Si elle refuse de parler de « sélection » à l’université, Najat Vallaud-Belkacem souhaite bien faire passer une loi introduisant le principe du « recrutement » à l’entrée du master 1. Tout étudiant qui ne serait pas accepté pourrait être orienté vers un autre choix que son « premier voeu ». Un peu de sélection à la fac, voilà qui pourrait mener à terme à plus d’équité !
En matière d’école et d’éducation, il est un paradoxe qui vaut bien celui de Zénon – accordez-nous cette petite cuistrerie matheuse, c’est l’article ou jamais ! – et que l’on pourrait énoncer ainsi : jamais, depuis trente ans, aura-t-on autant répété que l’école devait être égalitaire, et jamais le fut-elle aussi peu.

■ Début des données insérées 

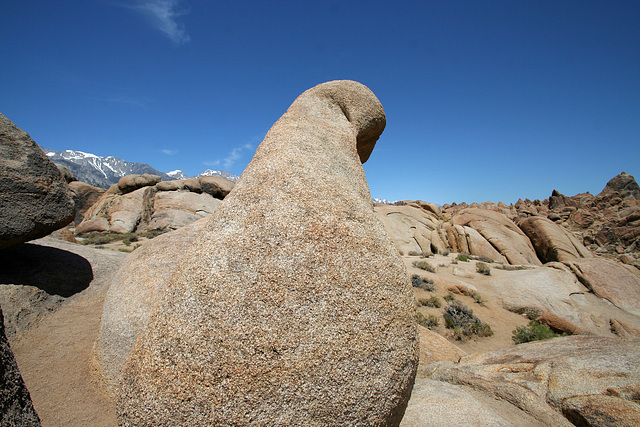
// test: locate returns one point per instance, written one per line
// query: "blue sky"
(485, 100)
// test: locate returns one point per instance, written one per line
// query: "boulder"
(623, 184)
(134, 292)
(434, 347)
(437, 403)
(34, 198)
(16, 408)
(217, 186)
(552, 242)
(175, 209)
(609, 280)
(84, 195)
(500, 232)
(293, 307)
(132, 182)
(543, 378)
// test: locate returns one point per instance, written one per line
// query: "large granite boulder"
(34, 198)
(84, 195)
(16, 408)
(293, 307)
(499, 231)
(552, 242)
(609, 280)
(140, 203)
(133, 294)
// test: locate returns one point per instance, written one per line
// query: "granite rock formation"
(134, 292)
(293, 306)
(556, 380)
(34, 198)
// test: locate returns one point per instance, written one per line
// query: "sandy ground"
(55, 355)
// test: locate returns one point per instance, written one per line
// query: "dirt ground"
(55, 356)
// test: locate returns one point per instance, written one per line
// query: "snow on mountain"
(106, 171)
(224, 174)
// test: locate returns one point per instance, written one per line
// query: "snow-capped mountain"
(224, 174)
(97, 170)
(106, 171)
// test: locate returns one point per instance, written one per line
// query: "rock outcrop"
(552, 242)
(143, 203)
(34, 198)
(134, 292)
(556, 381)
(293, 306)
(84, 195)
(16, 408)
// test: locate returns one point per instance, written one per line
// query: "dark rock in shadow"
(53, 270)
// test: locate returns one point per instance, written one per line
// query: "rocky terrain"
(103, 172)
(313, 307)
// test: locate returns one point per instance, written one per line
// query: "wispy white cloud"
(231, 158)
(164, 15)
(122, 99)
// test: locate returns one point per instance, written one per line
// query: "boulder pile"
(139, 203)
(34, 198)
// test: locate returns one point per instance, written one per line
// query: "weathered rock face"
(500, 232)
(143, 203)
(34, 198)
(552, 242)
(293, 307)
(16, 408)
(576, 377)
(84, 195)
(609, 280)
(133, 294)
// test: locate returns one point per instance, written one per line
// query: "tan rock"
(552, 242)
(538, 377)
(84, 195)
(175, 209)
(34, 198)
(434, 347)
(609, 280)
(293, 307)
(133, 182)
(501, 233)
(217, 186)
(599, 410)
(133, 294)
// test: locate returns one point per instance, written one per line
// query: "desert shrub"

Ces dernières décennies, alors que l’on assistait au sacrement programmatique de «l’excellence pour tous», les bancs de l’Ecole normale supérieure, de Polytechnique, d’HEC et de l’ENA se vidaient – lente hémorragie de l’idéal républicain – de ses fils et filles d’ouvriers (rappelons que les effectifs issus des classes populaires dans ces quatre établissements sont passés en trente ans de 21 à 8 %*). On a les slogans qu’on mérite et, avec eux, les dégâts qu’ils impliquent : «l’excellence pour tous», cet oxymore faisandé – l’école ne doit pas garantir le meilleur à tous, mais permettre aux «bons», aux bûcheurs, aux talentueux, quelle que soit leur origine sociale, d’avoir accès à l’excellence – a fini dans l’impasse des bons sentiments et des effets pervers.
«L’excellence pour tous», cet oxymore faisandé
En abaissant le niveau général de l’enseignement public, afin que 100 % d’une classe d’âge obtienne le bac, la politique des gouvernements, de droite comme de gauche, a en fait favorisé ceux qui pouvaient financièrement exfiltrer leurs rejetons de cet affaissement généralisé – via les écoles privées, les cours particuliers, etc. Il en va de même pour la non-sélection à l’université. Suivant la même logique, cet égalitarisme en trompe-l’œil conduit chaque année des milliers d’élèves mal orientés à grossir les rangs d’une université démonétisée, où ils seront mis de côté (un tiers seulement des inscrits parviennent au niveau licence !) par un système hypocrite d’où ils ressortent paumés. Cette dévalorisation du diplôme est au coeur du processus de déclassement des classes moyennes, que Louis Chauvel** autopsie dans son remarquable dernier ouvrage : « Ainsi, note le sociologue, pour les cohortes nées à la fin des années 40, le baccalauréat correspond à 60% de chance d’accéder au moins aux professions intermédiaires, alors que ce n’est plus que 30% des cas dans les cohortes des jeunes adultes d’aujourd’hui.«
Soucieuses de redonner une valeur à leurs diplômes et donc de l’aura méritocratique à leurs diplômés, certaines facs ont, ces dernières années, développé des filières de facto sélectives. Au printemps, le Conseil d’Etat leur avait donné raison, et le gouvernement en avait pris acte, publiant, dans la foulée, une liste de masters sélectifs dérogatoires, comme l’avait relevé Eric Conan dans ces colonnes. Le tout en catimini, car, officiellement, on se pince toujours le nez. Or, depuis, plusieurs décisions de tribunaux administratifs comme à Montpellier ou à Lyon sont venues contredire ce décret gouvernemental, exigeant des universités poursuivies qu’elles intègrent au plus vite dans leurs effectifs les étudiant plaignants.
Il serait peut-être temps que le gouvernement cesse ses pudeurs hypocrites et accepte d’assumer cet autre paradoxe : plus de sélection à l’université, ce peut être à terme plus d’équité.
* Le recrutement social de l’élite scolaire en France, de Michel Euriat et Claude Thélot, Revue française de sociologie, 1995.
**La spirale du déclassement, de Louis Chauvel, Editions du Seuil, 2016.